Led by Shahed Ahmed OBE, Elmhurst Primary School is a successful community school, graded ‘Outstanding’ by Ofsted since 2006, and designated as one of the 35 National Maths Hubs due to its high levels of attainment in Mathematics. Elmhurst is also a teaching school and leads the Elmhurst Teaching School Alliance, a collaborative network of over 20 local primary, secondary and FE colleges.
As part of the Primary Leadership Programme, we are exploring what high-quality subject expertise looks like in the context of Geography. Geographical learning can very easily become cloudy within primary curricula, as a consequence of the primacy of Maths and English, as well as teachers' undeveloped understanding of what geography actually is.
For our research project, we will examine the effects of boosting teachers' engagement with academic geography, through the provision of a wide range of additional training opportunities. We will then look at what impact a teacher's improved subject knowledge has upon pupil learning across the school.

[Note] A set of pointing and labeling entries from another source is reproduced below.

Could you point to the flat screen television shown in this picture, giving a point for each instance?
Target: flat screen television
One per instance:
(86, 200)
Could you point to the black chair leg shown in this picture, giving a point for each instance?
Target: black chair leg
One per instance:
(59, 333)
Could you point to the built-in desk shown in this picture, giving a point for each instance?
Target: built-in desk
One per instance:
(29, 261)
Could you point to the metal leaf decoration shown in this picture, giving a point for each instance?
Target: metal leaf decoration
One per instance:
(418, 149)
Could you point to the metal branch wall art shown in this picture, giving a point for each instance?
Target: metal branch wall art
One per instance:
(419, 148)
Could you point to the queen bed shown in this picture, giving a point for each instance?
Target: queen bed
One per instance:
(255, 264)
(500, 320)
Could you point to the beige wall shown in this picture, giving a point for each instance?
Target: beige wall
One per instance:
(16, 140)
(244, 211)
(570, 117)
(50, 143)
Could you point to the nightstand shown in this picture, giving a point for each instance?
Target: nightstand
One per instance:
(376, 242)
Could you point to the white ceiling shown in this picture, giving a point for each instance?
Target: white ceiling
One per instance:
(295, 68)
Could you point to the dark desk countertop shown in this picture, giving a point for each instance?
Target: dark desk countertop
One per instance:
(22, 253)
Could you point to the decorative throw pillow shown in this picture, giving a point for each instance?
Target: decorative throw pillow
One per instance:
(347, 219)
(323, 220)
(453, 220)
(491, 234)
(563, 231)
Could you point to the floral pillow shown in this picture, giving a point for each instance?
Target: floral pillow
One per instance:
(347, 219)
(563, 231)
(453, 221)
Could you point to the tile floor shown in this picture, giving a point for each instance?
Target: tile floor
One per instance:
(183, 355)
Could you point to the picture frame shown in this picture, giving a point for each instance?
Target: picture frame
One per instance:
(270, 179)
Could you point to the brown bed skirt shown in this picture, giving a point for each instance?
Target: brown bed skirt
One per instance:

The school has a rich, humanistic and challenging humanities curriculum, exploring migration, refugeedom, religious diversity and climate change, and Elmhurst's teaching and learning is enriched further through working with The Prince's Teaching Institute.
As Elmhurst has developed its teaching and learning of global citizenship, we have worked with pupils to identify different ways of using our knowledge of what is happening in the world to enact change. From these discussions, pupils and teachers developed the idea of regular fundraising and donation drives for the refugees currently in Calais. Pupils have been learning about the countries of origins of refugees in the camp, and have been mobilising their families to donate. Teachers from the school regularly cross over to Calais to donate the pupils' gifts directly to the schools and charitable organisations working in the camp.
The lesson we are teaching to our own pupils is that when knowledge and action come together, then change can come about.